Authentication: Authorization: Bearer ak_xxx. See authentication.

Minimal request

Terminal window
curl -X POST https://api.askvault.co/v1/query \
-H "Authorization: Bearer ak_xxx" \
-H "Content-Type: application/json" \
-d '{
"workspace_id": "wt_xxx",
"message": "What is your refund policy?"
}'

Request parameters

FieldTypeRequiredDescription
workspace_idstringYesThe workspace to query. Format wt_xxxxxx_xxx. Find under Dashboard > Settings > General.
messagestringYesThe user's question. 1 to 4,000 characters. Longer messages are truncated.
top_kintegerNoNumber of context chunks to retrieve. 1 to 10. Default 5. Higher values use more tokens and can dilute the answer.
temperaturenumberNoAnswer creativity from 0.0 to 1.0. Default 0.3. Keep low for factual support; raise for creative tasks.
strictnessstringNo"strict" to refuse answers not in the knowledge base. "helpful" (default) to combine KB with reasoning when KB is insufficient.
document_idsstring[]NoRestrict retrieval to specific document IDs. URL allowlist behavior; the bot can't see content outside these documents in this query.
conversation_idstringNoContinue a multi-turn conversation. Prior turns become context for the new query.
user_idstringNoAnonymous end-user identifier. Enables per-user rate limiting, conversation isolation, and analytics.
verification_tokenstringNoHMAC-signed user_id for identity-verified queries. Enables audience-based scoping.
audiencestring[]NoAudience set this query runs under. Only documents tagged with at least one matching audience are retrievable. Requires verification_token.
metadataobjectNoFree-form metadata stored on the conversation. Useful for tracing or tagging. Max 8 KB.

Response schema

{
"answer": "Refunds are available within 30 days of purchase.
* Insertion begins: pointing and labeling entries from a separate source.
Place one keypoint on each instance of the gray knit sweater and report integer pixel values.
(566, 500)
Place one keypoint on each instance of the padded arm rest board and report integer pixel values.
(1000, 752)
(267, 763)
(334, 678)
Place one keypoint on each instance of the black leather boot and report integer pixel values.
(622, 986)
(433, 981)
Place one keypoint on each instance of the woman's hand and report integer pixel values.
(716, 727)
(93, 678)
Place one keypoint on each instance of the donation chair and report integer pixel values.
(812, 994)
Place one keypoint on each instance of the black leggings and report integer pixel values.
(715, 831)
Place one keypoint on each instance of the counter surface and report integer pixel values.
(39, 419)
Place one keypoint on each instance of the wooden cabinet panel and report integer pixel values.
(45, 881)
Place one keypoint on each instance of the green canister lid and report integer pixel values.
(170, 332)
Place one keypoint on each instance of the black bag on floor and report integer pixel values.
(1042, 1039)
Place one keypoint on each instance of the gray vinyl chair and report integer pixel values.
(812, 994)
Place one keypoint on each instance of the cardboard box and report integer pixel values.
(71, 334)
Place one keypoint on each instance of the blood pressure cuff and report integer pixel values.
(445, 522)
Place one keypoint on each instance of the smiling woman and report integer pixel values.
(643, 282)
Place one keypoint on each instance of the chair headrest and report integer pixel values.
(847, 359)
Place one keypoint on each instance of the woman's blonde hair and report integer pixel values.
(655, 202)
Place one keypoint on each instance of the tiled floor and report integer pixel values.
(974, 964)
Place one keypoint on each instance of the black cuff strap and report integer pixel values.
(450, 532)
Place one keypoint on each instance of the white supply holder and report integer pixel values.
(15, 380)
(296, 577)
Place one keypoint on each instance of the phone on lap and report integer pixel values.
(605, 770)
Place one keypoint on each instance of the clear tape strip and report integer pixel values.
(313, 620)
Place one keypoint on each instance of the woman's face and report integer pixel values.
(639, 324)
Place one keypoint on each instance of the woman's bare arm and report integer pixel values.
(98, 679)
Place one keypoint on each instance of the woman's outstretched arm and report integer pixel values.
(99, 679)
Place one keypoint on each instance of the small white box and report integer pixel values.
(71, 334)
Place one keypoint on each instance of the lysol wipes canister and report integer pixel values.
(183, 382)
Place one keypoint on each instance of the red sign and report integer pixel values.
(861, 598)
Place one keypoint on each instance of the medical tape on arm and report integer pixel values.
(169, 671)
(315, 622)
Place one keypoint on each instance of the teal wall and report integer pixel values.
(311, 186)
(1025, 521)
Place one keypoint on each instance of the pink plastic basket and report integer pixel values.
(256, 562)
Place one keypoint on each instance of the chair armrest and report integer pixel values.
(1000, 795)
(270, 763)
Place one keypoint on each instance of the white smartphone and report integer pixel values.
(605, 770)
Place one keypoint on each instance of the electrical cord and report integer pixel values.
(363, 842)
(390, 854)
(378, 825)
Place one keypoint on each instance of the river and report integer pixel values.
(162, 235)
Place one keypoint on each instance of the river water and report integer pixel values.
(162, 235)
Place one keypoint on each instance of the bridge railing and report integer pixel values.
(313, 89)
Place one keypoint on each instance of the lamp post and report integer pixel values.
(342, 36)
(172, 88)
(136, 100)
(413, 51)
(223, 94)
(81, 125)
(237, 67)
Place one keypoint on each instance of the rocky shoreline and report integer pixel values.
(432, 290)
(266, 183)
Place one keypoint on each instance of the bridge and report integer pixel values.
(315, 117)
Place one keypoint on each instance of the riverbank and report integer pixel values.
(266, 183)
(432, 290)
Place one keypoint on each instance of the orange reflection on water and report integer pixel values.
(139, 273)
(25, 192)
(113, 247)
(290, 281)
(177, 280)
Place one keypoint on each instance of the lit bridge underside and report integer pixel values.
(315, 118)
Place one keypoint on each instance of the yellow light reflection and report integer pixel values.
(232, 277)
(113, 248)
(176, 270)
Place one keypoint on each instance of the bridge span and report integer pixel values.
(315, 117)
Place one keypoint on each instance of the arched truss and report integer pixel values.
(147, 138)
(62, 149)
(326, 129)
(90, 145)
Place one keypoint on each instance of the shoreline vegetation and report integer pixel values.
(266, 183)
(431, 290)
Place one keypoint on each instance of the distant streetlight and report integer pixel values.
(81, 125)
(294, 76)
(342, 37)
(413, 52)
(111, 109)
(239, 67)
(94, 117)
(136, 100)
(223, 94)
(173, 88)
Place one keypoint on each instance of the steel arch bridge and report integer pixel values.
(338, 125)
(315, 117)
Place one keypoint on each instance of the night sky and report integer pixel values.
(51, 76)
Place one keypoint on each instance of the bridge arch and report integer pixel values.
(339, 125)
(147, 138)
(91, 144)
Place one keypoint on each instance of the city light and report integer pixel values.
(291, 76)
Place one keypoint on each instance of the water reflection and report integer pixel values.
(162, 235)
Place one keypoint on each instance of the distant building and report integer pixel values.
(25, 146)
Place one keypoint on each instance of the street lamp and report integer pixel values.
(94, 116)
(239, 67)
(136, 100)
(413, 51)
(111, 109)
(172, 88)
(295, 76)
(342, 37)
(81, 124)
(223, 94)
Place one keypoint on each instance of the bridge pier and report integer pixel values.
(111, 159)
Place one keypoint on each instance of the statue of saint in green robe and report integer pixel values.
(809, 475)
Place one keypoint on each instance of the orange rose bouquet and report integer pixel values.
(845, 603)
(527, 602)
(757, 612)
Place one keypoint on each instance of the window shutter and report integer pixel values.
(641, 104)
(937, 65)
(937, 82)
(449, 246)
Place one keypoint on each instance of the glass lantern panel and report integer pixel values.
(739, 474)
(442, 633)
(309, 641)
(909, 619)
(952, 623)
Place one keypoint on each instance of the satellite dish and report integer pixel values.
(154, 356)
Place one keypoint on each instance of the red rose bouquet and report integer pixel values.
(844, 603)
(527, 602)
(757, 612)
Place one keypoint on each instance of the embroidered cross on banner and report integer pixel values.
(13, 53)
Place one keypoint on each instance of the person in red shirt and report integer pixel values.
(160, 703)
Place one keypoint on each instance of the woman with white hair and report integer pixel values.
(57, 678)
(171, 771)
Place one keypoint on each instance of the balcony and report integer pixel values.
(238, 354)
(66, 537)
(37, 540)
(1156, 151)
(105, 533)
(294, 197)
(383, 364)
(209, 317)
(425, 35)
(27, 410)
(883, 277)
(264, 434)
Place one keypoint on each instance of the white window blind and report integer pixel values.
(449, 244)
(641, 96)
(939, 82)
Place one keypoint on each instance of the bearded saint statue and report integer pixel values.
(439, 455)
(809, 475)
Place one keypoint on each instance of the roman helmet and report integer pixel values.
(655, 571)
Submit a request at acme.co/refunds with your order number.",
"sources": [
{
"document_id": "doc_a1b2c3",
"document_title": "Refund policy",
"url": "https://acme.co/policies/refunds",
"relevance_score": 0.94,
"snippet": "Refunds are available within 30 days of purchase..."
}
],
"confidence": "high",
"model": "askvault-standard",
"tokens_used": 187,
"latency_ms": 612,
"request_id": "req_5b45ff_xxx",
"conversation_id": "conv_5b45ff_xxx"
}
FieldTypeDescription
answerstringThe grounded answer text. Sourced from sources array.
sourcesarrayThe chunks retrieved to ground the answer. Sorted by relevance_score descending.
sources[].document_idstringStable ID of the source document. Use for source-link rendering.
sources[].document_titlestringHuman-readable document title.
sources[].urlstringURL of the source document, if it has one. Empty string for uploaded files.
sources[].relevance_scorenumberCosine similarity score between 0 and 1. Higher is more relevant.
sources[].snippetstringFirst 200 characters of the chunk text.
confidencestring"high", "medium", "low". Low confidence means the answer might be wrong.
modelstringThe model that generated the answer. Always askvault-standard from the API's perspective.
tokens_usedintegerTotal tokens consumed by this query (input + output).
latency_msintegerServer-side latency for this query in milliseconds.
request_idstringUnique ID for this request. Store in your logs for debugging.
conversation_idstringThe conversation ID. Pass this back in subsequent queries to continue the conversation.

Conversation continuity

To continue a multi-turn conversation, pass the conversation_id from the previous response:

{
"workspace_id": "wt_xxx",
"message": "Can I get a refund on a sale item?",
"conversation_id": "conv_5b45ff_xxx"
}

AskVault loads prior turns of the conversation as context for the new query. The retrieval and answer both factor in the conversation history.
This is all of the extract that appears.